Dem Haupteil geht eine Skizze des philosophisch - historischen Hintergrundes Platons voraus, wobei eine Standortbestimmung des Dialoges "Kratylos" bzgl. seiner Funktion innerhalb der Philosophie Platons versucht wird. Im Verlauf der Positionsanalyse wird, speziell an der Position des Sokrates und seiner Art und Weise der Fragestellung bzw. der von ihm aufgegriffenen Punkte und Beispiele gezeigt, inwiefern hier der gegebene historische Kontext, nämlich die gesellschaftlichen, also ökonomischen, politischen und sozialen Verhältnisse der griechischen Sklavenhaltergesellschaft, philosophisch reflektiert werden.
Nach dem Ermessen der Verfasserin spielt die Ideenlehre Platons bereits im Dialog „Kratylos" eine zentrale Rolle, auch wenn diese hier nur angedeutet wird und ausgearbeitet erst in seinem sogenannten „Alterswerk" erscheint, denn man kann bei sogenannten „großen Philosophen", zu denen Platon gezählt wird, sehen, daß sich Kernpunkte ihrer Philosophie  durch das ganze Werk ziehen, sich früh andeuten, entwickelt und präzisiert werden und derart in verschiedener Weise ihren Ausdruck finden.

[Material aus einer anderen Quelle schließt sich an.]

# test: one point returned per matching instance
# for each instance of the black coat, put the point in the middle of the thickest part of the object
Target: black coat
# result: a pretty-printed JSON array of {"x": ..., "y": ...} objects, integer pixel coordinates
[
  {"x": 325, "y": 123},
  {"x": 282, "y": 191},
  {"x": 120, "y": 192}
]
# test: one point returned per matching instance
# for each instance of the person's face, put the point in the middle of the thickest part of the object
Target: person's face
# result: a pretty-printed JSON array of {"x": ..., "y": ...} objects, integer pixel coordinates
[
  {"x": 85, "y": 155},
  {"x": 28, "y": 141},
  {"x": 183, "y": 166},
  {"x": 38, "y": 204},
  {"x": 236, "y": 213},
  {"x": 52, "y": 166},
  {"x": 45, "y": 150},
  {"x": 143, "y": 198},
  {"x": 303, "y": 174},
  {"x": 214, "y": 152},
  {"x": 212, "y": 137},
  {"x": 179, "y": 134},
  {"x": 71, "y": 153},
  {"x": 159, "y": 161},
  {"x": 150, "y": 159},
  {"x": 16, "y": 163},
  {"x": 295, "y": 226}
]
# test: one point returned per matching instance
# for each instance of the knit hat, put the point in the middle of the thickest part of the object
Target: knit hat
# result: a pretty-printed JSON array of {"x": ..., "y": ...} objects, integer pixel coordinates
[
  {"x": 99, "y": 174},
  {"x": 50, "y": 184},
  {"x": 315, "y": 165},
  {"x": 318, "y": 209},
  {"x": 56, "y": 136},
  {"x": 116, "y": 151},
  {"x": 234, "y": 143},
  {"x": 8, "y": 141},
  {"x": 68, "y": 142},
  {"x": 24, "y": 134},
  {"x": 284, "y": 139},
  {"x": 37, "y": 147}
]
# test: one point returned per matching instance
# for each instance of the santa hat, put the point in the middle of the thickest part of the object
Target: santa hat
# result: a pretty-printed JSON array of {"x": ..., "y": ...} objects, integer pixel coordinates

Auch müssen zentrale, philosophische Gedanken, um überhaupt angedeutet werden zu können, eine im Hintergrund stehende breite Basis an Überlegungen haben, und so wird auch vermutet, daß Platon die in seinen Werken schriftlich angedeuteten Zusammenhänge in den Lehrgesprächen sehr viel tiefergehender behandelte.
Bei Überlegungen zur Person des Sokrates und seiner Funktion im Dialog „Kratylos" muß in Betracht gezogen werden, daß keine schriftlichen Zeugnisse von ihm selbst überliefert sind, und die Quellen von Platon, Aristophanes und Xenophon, die über Sokrates berichten, sich sehr voneinander unterscheiden , womit es fast unmöglich wird, aufzuzeigen, inwiefern die im Dialog vorkommende Argumentation sokratischen bzw. platonischen Ursprung hat. Nach dem Ermessen der Verfasserin ist jedoch für die ganze Untersuchung festzuhalten, daß Platon als einer der Hauptvertreter, sogar „Begründer" einer der beiden Hauptströmungen der Philo-sophie, nämlich der (griechischen) idealistischen Strömung gilt, deren Bezeichnung von der spezifischen Antwort auf die philosophische Grundfrage nach dem Wesen der Dinge, der Voraus-Setzung eines ideellen, geistigen Prinzips, im Falle von Platon der „Idee", herrührt.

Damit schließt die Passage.